Sessizliği çan gibi berrak bir ses bozuyor. "Hoş geldin! Demek yeni gelen sensin."

Arkanı dönüyorsun. Eşiğe yaslanmış genç bir adam duruyor. Cılız, baştan aşağı sivri köşeler ve dirsekler. İnce burnunun üzerinde bir gözlük var, kahverengi saçları dağınık tutamlar hâlinde dik dik duruyor. Elinde Akademi el kitabının yıpranmış bir nüshası var. Bu Milo olmalı.

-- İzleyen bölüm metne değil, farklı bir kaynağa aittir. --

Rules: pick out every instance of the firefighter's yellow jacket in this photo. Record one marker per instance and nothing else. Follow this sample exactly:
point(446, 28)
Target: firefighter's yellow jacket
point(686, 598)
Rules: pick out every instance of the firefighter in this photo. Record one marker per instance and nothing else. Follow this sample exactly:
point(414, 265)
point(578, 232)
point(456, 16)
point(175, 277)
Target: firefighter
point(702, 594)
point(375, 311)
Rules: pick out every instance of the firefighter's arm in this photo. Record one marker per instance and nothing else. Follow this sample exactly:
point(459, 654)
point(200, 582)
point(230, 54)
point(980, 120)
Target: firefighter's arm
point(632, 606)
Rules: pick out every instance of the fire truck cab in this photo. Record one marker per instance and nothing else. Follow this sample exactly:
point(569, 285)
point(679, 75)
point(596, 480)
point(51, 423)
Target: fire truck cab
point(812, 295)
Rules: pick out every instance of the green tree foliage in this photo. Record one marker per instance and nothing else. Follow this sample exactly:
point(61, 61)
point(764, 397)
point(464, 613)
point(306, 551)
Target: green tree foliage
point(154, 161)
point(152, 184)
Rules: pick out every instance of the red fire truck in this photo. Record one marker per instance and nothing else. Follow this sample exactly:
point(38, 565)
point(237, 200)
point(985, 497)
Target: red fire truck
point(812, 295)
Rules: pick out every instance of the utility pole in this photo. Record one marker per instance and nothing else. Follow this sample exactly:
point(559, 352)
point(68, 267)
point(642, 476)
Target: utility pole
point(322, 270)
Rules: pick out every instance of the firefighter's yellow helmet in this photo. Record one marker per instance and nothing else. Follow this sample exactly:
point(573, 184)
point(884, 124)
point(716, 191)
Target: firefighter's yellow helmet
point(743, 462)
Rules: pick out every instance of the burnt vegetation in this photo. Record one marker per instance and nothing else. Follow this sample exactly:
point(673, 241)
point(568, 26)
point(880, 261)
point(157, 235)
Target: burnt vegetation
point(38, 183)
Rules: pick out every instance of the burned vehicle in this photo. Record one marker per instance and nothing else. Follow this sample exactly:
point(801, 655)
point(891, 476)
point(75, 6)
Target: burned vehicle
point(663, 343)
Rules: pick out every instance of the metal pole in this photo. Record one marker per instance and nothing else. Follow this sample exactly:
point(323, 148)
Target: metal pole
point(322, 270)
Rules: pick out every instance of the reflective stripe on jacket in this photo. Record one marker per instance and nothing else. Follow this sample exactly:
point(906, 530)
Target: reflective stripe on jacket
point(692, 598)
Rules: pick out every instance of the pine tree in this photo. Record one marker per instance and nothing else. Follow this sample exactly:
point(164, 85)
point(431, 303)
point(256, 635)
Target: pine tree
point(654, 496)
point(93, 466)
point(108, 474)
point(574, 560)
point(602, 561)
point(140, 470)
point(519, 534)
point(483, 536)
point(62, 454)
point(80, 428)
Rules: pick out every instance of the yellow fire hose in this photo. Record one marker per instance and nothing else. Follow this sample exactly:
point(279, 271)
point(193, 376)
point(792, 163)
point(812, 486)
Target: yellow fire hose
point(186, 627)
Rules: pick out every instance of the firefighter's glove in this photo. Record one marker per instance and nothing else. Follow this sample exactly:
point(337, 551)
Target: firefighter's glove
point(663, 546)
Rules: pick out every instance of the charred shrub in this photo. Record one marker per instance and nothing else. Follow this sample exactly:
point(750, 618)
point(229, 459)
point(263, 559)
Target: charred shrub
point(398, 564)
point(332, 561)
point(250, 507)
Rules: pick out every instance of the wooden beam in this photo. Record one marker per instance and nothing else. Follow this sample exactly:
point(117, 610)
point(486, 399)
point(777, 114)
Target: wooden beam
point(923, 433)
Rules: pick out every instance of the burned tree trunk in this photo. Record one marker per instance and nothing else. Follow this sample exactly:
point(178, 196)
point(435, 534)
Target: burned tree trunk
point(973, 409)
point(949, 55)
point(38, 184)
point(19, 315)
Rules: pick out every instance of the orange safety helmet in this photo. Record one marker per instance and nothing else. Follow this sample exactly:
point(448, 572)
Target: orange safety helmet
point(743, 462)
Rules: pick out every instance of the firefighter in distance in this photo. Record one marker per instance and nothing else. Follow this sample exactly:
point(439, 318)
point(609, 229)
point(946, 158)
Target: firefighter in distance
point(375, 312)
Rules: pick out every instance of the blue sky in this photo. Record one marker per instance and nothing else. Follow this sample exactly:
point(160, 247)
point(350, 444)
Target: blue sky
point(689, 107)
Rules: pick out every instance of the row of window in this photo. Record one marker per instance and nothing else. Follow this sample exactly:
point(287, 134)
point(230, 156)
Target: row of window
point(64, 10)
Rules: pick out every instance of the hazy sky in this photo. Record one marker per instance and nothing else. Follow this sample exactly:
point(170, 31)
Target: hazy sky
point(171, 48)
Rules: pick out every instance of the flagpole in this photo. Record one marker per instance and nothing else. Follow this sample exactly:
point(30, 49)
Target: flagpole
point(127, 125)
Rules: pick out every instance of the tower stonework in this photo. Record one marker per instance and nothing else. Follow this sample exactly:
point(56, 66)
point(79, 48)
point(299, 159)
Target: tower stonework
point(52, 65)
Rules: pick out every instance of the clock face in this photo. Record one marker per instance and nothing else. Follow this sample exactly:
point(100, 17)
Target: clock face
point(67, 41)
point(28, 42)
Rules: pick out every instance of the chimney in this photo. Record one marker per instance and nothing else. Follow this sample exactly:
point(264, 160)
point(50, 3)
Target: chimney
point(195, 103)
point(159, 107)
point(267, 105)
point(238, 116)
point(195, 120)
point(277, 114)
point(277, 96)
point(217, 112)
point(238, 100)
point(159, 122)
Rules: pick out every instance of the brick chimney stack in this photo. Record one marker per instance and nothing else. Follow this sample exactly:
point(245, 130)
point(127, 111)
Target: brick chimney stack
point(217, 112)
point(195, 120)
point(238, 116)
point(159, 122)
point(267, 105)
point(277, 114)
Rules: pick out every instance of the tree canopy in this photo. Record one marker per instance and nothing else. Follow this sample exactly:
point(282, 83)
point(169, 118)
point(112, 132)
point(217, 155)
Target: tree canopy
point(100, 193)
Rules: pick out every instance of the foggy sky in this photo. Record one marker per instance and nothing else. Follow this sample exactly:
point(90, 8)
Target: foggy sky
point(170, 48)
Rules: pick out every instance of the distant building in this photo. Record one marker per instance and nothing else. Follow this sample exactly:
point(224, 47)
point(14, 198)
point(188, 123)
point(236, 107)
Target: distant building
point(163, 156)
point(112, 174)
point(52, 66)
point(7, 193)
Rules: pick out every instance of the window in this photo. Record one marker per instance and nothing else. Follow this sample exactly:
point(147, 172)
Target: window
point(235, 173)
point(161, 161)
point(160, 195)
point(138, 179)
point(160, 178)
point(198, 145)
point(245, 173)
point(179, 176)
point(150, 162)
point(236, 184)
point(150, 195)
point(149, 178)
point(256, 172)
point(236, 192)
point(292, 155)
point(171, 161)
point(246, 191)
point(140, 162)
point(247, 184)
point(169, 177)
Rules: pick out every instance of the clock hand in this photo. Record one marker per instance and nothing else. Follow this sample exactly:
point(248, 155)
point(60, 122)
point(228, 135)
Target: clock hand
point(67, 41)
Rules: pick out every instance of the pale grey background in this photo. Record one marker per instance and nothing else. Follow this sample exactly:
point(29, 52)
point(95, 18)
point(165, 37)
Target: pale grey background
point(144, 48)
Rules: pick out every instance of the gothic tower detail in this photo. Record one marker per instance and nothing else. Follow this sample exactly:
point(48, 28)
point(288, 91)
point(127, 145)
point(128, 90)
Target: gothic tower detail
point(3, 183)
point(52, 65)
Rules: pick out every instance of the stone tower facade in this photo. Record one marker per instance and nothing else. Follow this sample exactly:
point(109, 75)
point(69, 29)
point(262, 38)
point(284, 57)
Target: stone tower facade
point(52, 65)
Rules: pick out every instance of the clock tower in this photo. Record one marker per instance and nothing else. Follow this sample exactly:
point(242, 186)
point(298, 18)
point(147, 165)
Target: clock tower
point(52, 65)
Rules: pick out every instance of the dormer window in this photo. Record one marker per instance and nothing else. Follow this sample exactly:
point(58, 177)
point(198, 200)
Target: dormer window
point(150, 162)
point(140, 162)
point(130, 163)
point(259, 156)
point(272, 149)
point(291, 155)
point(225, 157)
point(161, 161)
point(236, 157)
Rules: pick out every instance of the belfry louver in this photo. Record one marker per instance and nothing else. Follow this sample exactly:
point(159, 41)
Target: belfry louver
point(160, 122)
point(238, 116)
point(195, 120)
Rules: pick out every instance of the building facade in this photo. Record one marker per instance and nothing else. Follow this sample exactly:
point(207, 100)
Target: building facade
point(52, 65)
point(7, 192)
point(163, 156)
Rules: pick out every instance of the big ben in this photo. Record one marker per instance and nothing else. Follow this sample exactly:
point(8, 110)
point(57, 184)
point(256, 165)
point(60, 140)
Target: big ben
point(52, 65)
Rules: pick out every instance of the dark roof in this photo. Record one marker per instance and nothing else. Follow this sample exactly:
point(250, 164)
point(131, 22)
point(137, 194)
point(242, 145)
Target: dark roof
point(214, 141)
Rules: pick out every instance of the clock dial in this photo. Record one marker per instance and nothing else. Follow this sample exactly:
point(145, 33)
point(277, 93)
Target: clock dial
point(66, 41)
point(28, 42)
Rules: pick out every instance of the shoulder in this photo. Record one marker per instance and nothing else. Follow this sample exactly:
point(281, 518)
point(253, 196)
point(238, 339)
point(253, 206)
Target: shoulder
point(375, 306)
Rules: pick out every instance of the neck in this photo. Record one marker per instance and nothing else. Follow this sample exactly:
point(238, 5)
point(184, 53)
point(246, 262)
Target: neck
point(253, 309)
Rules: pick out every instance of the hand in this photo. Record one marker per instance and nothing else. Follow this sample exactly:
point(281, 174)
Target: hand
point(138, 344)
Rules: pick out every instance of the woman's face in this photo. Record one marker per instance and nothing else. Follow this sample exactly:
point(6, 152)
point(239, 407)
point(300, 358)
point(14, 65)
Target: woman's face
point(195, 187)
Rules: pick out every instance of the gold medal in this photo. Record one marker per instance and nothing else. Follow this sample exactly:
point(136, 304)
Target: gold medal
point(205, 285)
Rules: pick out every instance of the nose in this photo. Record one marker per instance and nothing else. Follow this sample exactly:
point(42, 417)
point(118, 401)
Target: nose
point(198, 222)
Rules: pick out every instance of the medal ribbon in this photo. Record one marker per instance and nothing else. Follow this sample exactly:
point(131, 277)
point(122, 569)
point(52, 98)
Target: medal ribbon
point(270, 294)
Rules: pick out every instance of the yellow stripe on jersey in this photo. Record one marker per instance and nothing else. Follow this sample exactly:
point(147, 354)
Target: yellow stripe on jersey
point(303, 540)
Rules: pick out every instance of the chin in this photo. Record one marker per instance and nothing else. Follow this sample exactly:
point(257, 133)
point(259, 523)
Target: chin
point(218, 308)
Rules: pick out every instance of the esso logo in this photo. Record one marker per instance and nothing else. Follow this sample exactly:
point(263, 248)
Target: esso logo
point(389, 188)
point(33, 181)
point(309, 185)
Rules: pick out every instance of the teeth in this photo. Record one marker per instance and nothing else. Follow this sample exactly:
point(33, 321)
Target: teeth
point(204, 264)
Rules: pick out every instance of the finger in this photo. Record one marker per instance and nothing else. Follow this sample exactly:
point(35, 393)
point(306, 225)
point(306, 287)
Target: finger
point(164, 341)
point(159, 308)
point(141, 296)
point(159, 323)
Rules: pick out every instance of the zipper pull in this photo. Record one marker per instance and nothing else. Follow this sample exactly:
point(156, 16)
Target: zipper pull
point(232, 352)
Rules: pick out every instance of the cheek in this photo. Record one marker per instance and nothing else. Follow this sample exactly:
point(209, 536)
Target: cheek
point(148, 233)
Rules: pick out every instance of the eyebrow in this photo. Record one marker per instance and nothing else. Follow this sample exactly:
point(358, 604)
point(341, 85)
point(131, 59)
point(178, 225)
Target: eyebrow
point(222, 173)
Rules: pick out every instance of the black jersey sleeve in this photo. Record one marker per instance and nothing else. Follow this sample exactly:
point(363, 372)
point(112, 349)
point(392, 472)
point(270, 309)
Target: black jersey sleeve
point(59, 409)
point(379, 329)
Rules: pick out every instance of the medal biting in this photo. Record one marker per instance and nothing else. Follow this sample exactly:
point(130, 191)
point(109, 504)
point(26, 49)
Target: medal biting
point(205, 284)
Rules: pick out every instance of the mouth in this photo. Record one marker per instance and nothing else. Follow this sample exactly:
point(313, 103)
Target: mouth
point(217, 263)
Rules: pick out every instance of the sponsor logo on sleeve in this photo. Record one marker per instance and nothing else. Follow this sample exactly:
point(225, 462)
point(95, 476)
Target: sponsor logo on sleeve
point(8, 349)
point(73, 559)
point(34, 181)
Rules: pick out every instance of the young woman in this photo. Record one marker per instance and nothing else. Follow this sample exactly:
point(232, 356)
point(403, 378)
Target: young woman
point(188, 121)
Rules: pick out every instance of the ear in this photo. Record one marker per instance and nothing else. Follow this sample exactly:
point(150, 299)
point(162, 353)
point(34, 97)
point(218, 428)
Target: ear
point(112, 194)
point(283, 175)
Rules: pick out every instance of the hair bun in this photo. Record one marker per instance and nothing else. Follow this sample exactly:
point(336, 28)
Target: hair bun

"Ben Milo," diyor, gözlüğünü burnunun üzerine iterek. "İkinci sınıfım. Asıl görevim sana burada işlerin nasıl yürüdüğünü göstermek. Pek yeni yüz kaynamıyor buralar, o yüzden ders seçme şansın olacak..." Çekingen bir gülümseme takınıyor. "İçeri girmek de ayrı bir deneyim, değil mi? Hâlâ warp’ın etkisini hissediyor musun?"

İçeri adım atıyor; ağırlığıyla döşeme tahtaları gıcırdıyor. El kitabı kalçasına hafifçe vuruyor. "Pekâlâ, önce en önemli şey," diyor, kemikli parmağıyla odayı işaret ederek. "Burası senin. Oldukça sade ama yeterince rahat. Temel ihtiyaçların karşılanmış. Şimdi sana bir asa bulalım..." Sana bakıyor; gözleri neredeyse takıntılı bir enerjiyle parlıyor. "Giriş dersinden önce Asa Kanadı’na uğrayalım, ne dersin?"